Vittorio Feltri: “Oriana Fallaci dormì da me prima di morire. Fini? L’ho ucciso politicamente”
Il giornalista si racconta in occasione dell'uscita del suo ultimo libro "Il direttore rompiscatole"
Da Oriana Fallaci a Gianfranco Fini: il giornalista Vittorio Feltri si racconta in occasione dell’uscita del suo ultimo libro, Il direttore rompiscatole. Intervistato dal Corriere della Sera, Feltri racconta della sua amicizia con Oriana Fallaci di cui parla anche nel volume: “Mi aveva convocato in un ristorante di piazza Cavour. Io arrivai con tre minuti di ritardo e lei era già seduta, con questo pacco gigantesco accanto. Lo scartai perplesso e trovai una pelliccia di visone da uomo. ‘È l’ultima moda a New York’, mi disse. Naturalmente non la indossai mai, ma la conservo ancora”.
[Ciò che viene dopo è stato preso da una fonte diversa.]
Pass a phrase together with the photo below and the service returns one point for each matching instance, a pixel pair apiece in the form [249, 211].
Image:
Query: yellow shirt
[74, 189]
Un’amicizia durata fino alla morte della reporter: “Era giugno del 2006. Oriana mi chiamò, disse che aveva delle faccende da sbrigare a Milano, ma di non volersi mostrare fragile. Così mi offrii di ospitarla nella mia casa in piazza Duse, dove rimase per qualche giorno, dopo aver cacciato la governante. Io, per non disturbarla, stavo in mansarda. Aveva sempre il suo bel carattere, fumava di continuo e spegneva le sigarette sul divano, cosa che mi faceva imbufalire”. Feltri ricorda che la giornalista “desiderava conoscere Maria Luisa Trussardi, perché in guerra si portava il suo profumo: quando andammo da lei a pranzo, si vestì come una regina. E al rientro mi chiese di portarla dal salumaio. Poi tornò a Firenze: voleva morire lì”. Ancora oggi rivela di avere il rammarico “di non averle parlato prima che morisse. Lei mi aveva cercato, ma io ero all’ospedale e non potei richiamarla”.
Riguardo alla sua carriera, il giornalista rivela di essere orgoglioso di tutti i casi di cui si è occupato: “Dal caso Tortora ai reportage alle Olimpiadi di Seul, quando ho rincorso, letteralmente, Gelindo Bordin al traguardo, e ai Mondiali del Messico”. Feltri rivela di essere stato anche corteggiato da De Benedetti: “Mi è sempre stato simpatico, è una persona spiritosa. Nel 1996, o nel 1997, mi convocò in pompa magna, c’era pure Caracciolo. Ebbi la sensazione che volessero sondare il terreno, ma io per levarli dall’imbarazzo dissi che se avessi diretto Repubblica, per la prima volta nella mia vita avrei perso copie”. Feltri ricorda di aver anche distrutto la carriera politica di Gianfranco Fini: “Politicamente l’ho ucciso io. Eppure avevo provato ad avvisarlo. Lui mi aveva dato appuntamento, poi non si presentò. Aveva rinunciato a spiegarsi. E mi sentii autorizzato a pubblicare la notizia”.